A woodblock-printed set of 400 illustrations depicting the life and teachings of Gautama Buddha, painted silk scenes by Qing dynasty court artist Jiao Bingzhen, and 12 watercolors detailing indigenous life in Taiwan are among the 1,000 rare Chinese texts now available via the Library of Congress’ online catalogue.
Digitized in honor of Asian Pacific American Heritage month, the trove of books, manuscripts, Buddhist sutras, illustrations and maps represents only a small portion of the LOC’s China-centric holdings. According to a press release, the library’s Asian Division boasts more than 5,300 titles, 2,000 of which will ultimately be featured in the online collection. This initial offering, curated in conjunction with the National Central Library of Taiwan, is limited to 1,000 or so titles, but the LOC notes that “more will be accessible in the future.”
All of the digitized texts—encompassing fields ranging from history to geography, philosophy, literature and classics—date to before 1796, the year after the end of the early Qing period. As the Chinese Rare Book Digital Collection portal explains, the majority of the titles date to the early Qing (spanning 1644 through 1795) or Ming (1368 to 1644) dynasties. Around 30 are even older, tracing their origins to the Song (960 to 1279) and Yuan (1279 to 1368) dynasties.

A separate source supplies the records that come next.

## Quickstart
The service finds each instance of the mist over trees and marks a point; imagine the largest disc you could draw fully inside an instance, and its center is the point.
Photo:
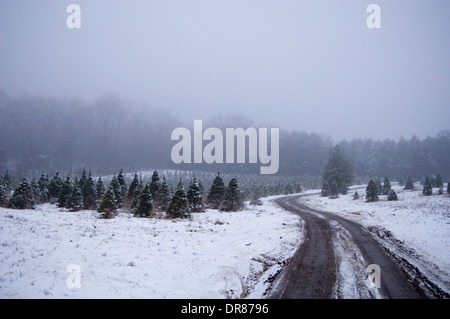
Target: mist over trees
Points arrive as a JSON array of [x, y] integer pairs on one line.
[[65, 135]]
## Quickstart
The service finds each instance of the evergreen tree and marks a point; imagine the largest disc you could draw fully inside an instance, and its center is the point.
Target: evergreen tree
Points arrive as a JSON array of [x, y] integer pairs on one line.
[[216, 192], [35, 191], [155, 186], [232, 201], [371, 192], [43, 195], [100, 188], [392, 195], [3, 195], [75, 199], [178, 206], [334, 190], [89, 193], [122, 184], [64, 192], [337, 170], [409, 184], [136, 194], [22, 198], [378, 185], [386, 186], [145, 203], [108, 206], [117, 191], [255, 199], [194, 196], [82, 179], [427, 187], [7, 181], [325, 192], [54, 186], [439, 182], [164, 196], [134, 183]]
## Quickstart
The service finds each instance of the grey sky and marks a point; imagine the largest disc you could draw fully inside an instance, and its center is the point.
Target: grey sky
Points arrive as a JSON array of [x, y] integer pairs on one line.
[[299, 65]]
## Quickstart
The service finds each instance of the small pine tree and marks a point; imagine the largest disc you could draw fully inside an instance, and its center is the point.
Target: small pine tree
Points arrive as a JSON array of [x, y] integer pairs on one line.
[[333, 190], [3, 192], [35, 190], [439, 182], [64, 192], [178, 206], [232, 200], [22, 198], [194, 196], [122, 184], [82, 179], [325, 189], [117, 191], [145, 203], [54, 186], [75, 199], [371, 192], [216, 192], [378, 185], [134, 183], [44, 195], [155, 186], [386, 186], [164, 196], [89, 193], [392, 195], [136, 194], [100, 188], [427, 187], [7, 181], [108, 206], [409, 184]]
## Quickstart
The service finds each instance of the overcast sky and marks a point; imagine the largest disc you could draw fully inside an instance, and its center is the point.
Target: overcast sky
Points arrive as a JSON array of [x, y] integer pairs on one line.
[[299, 65]]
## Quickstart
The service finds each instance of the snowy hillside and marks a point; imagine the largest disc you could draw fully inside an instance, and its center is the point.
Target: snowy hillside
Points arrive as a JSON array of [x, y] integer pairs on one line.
[[210, 255]]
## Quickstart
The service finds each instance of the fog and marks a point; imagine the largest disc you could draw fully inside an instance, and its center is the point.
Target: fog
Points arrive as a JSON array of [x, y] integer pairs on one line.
[[309, 66]]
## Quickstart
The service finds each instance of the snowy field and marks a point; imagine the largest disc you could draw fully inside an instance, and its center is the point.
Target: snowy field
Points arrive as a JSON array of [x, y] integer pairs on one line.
[[420, 223], [211, 255]]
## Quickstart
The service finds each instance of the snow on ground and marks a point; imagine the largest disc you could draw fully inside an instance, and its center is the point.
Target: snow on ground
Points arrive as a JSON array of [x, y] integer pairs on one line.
[[421, 222], [211, 255]]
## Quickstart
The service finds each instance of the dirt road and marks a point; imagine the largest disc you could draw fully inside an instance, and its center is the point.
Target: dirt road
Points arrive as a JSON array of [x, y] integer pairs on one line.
[[317, 272]]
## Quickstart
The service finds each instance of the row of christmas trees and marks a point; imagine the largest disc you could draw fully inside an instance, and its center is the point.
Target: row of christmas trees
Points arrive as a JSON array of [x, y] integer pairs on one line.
[[375, 188], [141, 199]]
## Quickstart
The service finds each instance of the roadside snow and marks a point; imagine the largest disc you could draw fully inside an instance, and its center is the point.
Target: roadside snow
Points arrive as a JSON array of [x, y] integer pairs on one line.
[[421, 222], [211, 255]]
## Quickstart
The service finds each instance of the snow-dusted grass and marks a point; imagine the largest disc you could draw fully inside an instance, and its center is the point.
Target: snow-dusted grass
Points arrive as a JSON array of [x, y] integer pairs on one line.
[[211, 255], [421, 222]]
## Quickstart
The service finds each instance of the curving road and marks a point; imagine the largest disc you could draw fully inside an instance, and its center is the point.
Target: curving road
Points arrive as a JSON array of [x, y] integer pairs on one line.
[[313, 271]]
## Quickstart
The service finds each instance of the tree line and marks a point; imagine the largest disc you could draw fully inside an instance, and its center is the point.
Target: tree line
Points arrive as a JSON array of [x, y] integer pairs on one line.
[[142, 199], [338, 176], [56, 134]]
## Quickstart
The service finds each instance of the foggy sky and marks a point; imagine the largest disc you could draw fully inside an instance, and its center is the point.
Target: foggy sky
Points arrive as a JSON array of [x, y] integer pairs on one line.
[[298, 65]]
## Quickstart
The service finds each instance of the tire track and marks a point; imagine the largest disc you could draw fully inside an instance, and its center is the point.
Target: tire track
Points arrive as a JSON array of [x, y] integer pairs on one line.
[[312, 273]]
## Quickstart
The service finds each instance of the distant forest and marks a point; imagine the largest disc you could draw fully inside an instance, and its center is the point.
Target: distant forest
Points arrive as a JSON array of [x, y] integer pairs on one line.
[[66, 135]]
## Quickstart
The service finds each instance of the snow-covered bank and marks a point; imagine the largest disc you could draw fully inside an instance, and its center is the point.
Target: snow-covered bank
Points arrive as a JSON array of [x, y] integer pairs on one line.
[[211, 255], [422, 223]]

Some of the titles included in the collection are the only extant copies of their kind, meaning that the average researcher, student or history buff would never be able to study them in-person. The digitization effort, in the words of Qi Qiu, head of Scholarly Services at the Library’s Asian Division, “offer[s] users across the globe unprecedented access to the study of pre-modern China that would otherwise be off-limits due to physical distance or rarity of the items.”
Of particular interest are the watercolors from Taiwan, which center on the aborigines who populated the island prior to the 17th-century arrival of Han settlers from China’s mainland. Atlas Obscura’s Jonathan Carey writes that these individuals, consisting of 16 Austronesian tribes, had lived on the island for more than 6,000 years, but this claim meant little to the conquering Han, who forced the indigenous population to assimilate and give up their lands or face outright violence. Today, just 2 percent of Taiwan’s more than 23 million inhabitants belong to an aboriginal group.
As Duncan DeAeth reports for Taiwan News, the watercolors in question were commissioned by Qing Emperor Qianlong following a 1747 visit by his royal inspector. Although of “little artistic merit,” according to the album’s LOC entry, the 12 paintings offer an intimate glimpse of the islanders’ lives and customs. In some scenes, subjects partake in food-related duties such as picking coconuts, hunting bison and deer, catching fish, cutting and storing grain, and planting taro. In others, the focus is more on the inhabitants of Taiwan: schoolboys engaging in recitation, workers placing the roof on a house, a sentinel on duty and even a child bathing. Overall, the album acts as a helpful “pictoral study of the island before it was transformed into a modern community.”
Other digitized highlights include a 24-volume collection of effective medical remedies, as tested by generations of physicians living during the 14th century and earlier, and a separate set of 48 watercolors featuring the Miao, an ethnic minority native to the mountains of southern China. These paintings, dating to between 1736 and 1820, are accompanied by essays detailing the traditions or events they depict.